Pero ojo! Consumiendo estos edulcorantes la tolerancia al dulzor aumenta, se corre el umbral, si antes necesitaba 5 gotitas para endulzar mi café, hoy ya son 15. Y lo mismo cuando tenemos un antojo de algo dulce, ya no necesito 1 pedazo de chocolate, necesito toda la barra. El cuerpo se acostumbra a lo que le damos. Este patrón se ve reflejado en que un mayor consumo de edulcorantes se asocia con una mayor probabilidad de desarrollar diabetes…ups!

¿Y como pasa esto? Si no son azúcar?; No , no lo son, pero al parecer según algunos estudios se comporta como tal. Ya que el consumo de endulzantes no pasa desapercibido en el organismo, órganos como el páncreas se estimularían con el DULZOR mismo, no con los azucares como se creía anteriormente, por lo que hay una serie de reacciones ocurriendo de todas formas cuando consumimos edulcorantes. No son magia, son ingredientes no nutritivos solamente.

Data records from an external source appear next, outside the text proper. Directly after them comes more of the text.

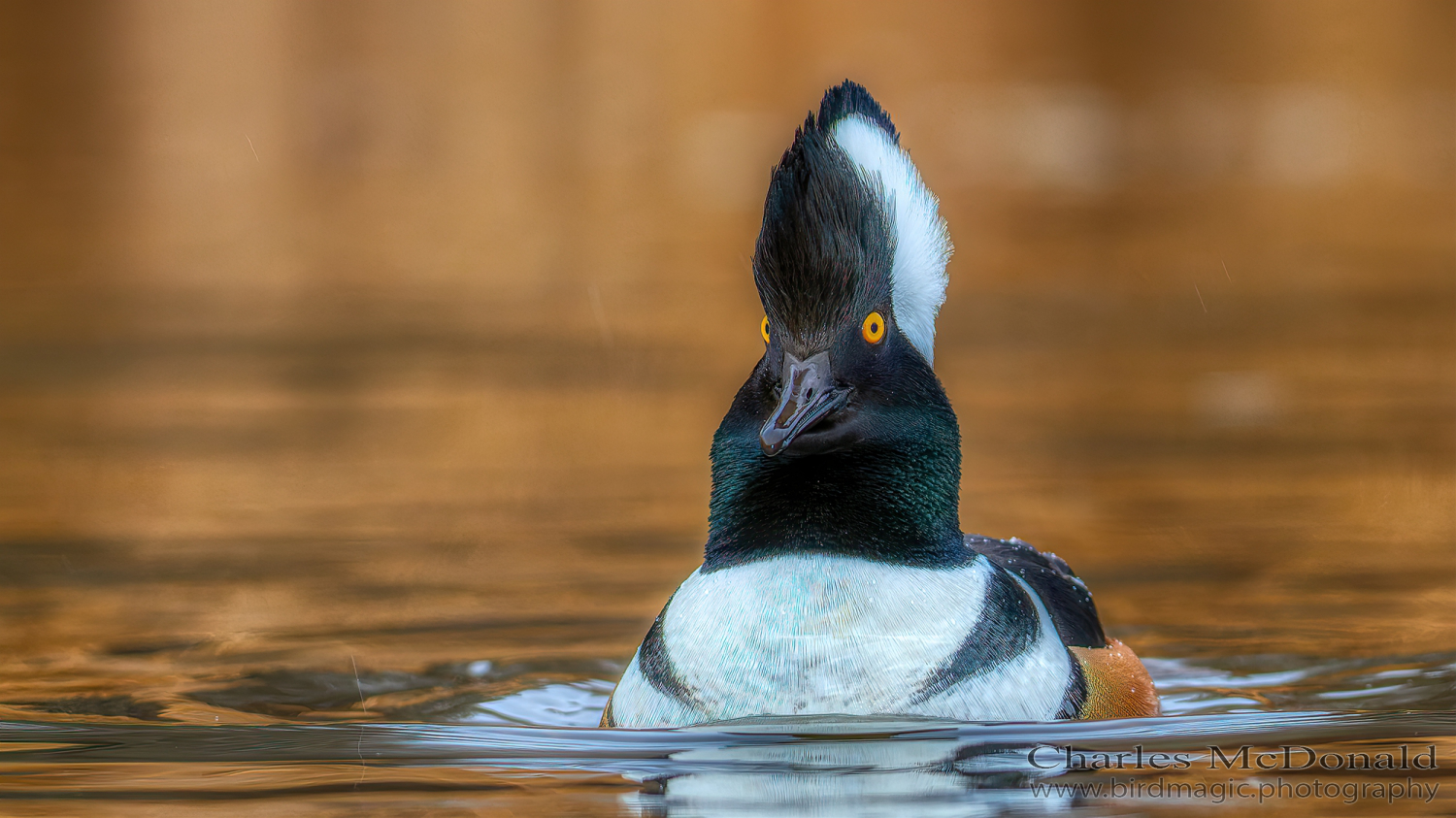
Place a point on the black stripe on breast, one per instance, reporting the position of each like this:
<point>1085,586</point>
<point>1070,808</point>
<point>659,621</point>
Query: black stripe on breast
<point>657,666</point>
<point>1008,628</point>
<point>1076,696</point>
<point>1068,600</point>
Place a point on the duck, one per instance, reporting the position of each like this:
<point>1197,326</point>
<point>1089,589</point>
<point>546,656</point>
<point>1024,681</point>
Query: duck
<point>836,579</point>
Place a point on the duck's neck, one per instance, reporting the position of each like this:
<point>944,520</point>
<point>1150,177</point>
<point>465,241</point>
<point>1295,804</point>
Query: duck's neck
<point>891,497</point>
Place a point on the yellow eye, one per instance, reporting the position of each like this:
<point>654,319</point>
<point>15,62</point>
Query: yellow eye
<point>874,328</point>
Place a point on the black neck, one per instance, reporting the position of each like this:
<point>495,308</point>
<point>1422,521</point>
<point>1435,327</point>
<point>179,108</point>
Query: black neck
<point>890,497</point>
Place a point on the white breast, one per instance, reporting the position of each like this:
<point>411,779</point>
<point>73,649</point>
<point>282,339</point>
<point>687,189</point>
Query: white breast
<point>817,634</point>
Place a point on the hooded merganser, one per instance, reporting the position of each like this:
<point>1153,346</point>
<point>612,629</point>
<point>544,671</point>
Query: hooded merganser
<point>836,578</point>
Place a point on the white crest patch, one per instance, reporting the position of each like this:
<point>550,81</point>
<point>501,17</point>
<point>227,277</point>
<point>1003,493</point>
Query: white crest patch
<point>922,239</point>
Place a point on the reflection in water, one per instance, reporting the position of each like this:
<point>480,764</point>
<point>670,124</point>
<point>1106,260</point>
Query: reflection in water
<point>766,768</point>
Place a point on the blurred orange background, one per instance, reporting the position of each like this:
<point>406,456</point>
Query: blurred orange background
<point>363,313</point>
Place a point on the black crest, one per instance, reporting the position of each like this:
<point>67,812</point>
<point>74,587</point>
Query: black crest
<point>850,98</point>
<point>827,244</point>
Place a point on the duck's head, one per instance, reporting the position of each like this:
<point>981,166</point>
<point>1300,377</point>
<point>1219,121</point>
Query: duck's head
<point>842,439</point>
<point>850,270</point>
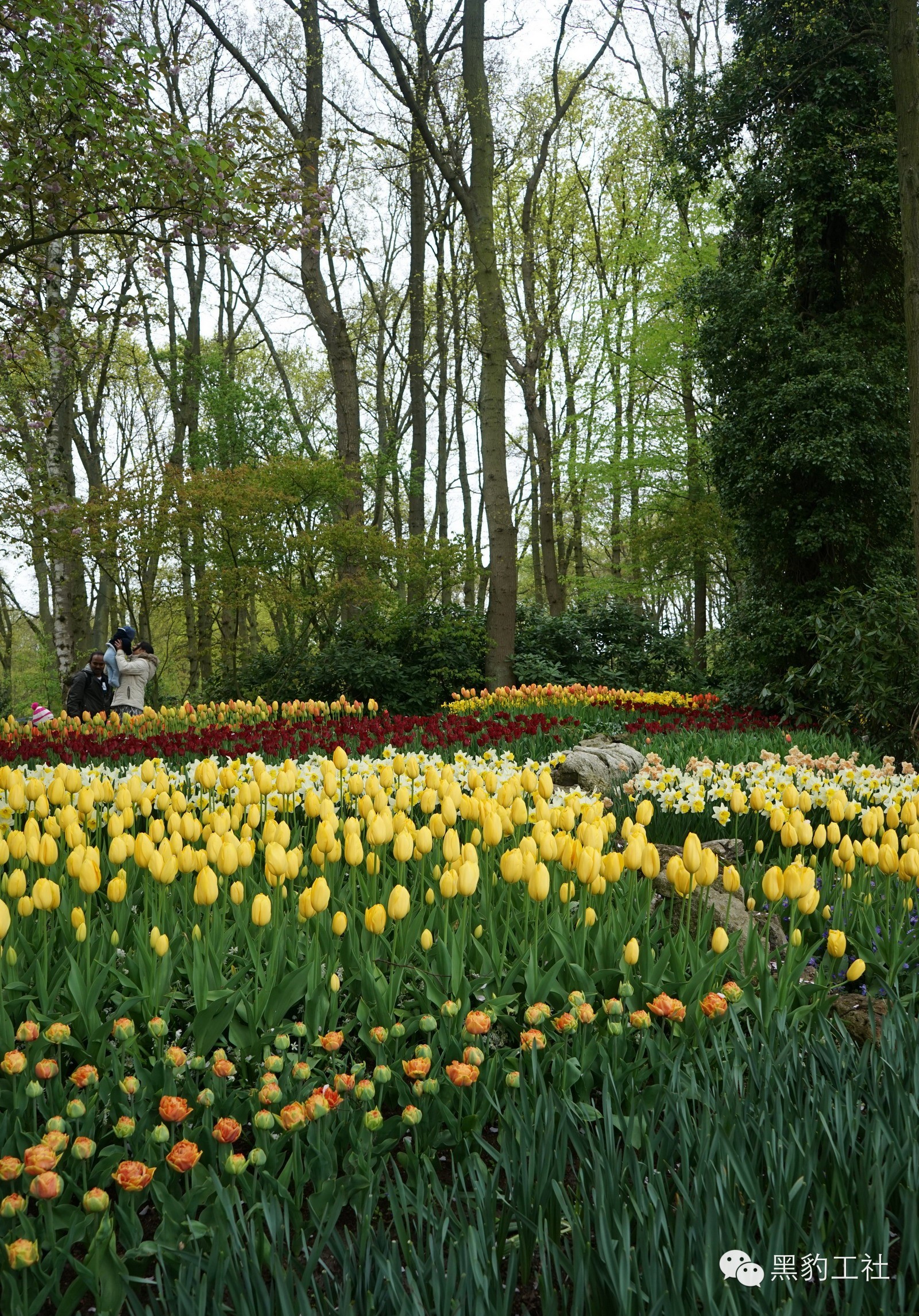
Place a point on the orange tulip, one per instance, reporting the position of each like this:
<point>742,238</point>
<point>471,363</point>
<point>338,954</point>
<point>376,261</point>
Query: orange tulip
<point>133,1176</point>
<point>184,1156</point>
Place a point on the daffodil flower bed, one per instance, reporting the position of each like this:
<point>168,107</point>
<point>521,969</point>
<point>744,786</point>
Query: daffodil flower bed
<point>229,972</point>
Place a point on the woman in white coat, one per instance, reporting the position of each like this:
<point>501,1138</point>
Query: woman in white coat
<point>134,673</point>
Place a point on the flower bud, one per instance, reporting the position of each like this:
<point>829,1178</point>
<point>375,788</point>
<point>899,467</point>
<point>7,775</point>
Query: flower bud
<point>95,1202</point>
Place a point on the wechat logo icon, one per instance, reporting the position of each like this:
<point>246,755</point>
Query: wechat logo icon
<point>738,1265</point>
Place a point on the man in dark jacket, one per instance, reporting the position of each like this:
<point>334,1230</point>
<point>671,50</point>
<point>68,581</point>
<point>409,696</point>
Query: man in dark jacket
<point>90,691</point>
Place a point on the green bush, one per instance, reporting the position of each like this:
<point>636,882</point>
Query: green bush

Finalmente investigaciones muestran que el uso de los endulzantes estaría generando una disrupción en nuestra microbiota intestinal, que son las bacterias que habitan en nuestro intestino y que prácticamente dirigen nuestra salud, porque regulan nuestro metabolismo, hormonas, inmunidad, humor y tantos aspectos claves en la salud… por lo que el uso de endulzantes estaría afectando una parte clave que hoy en día se considera como nuestro “segundo cerebro”, la microbiota.

La recomendación una vez más es volver a lo natural, asociarnos con los buenos hábitos, darse un gustito consciente con azúcar de vez en cuando nunca mató a nadie, pero las compensaciones y excesos en cualquier de sus formas hoy si lo hace.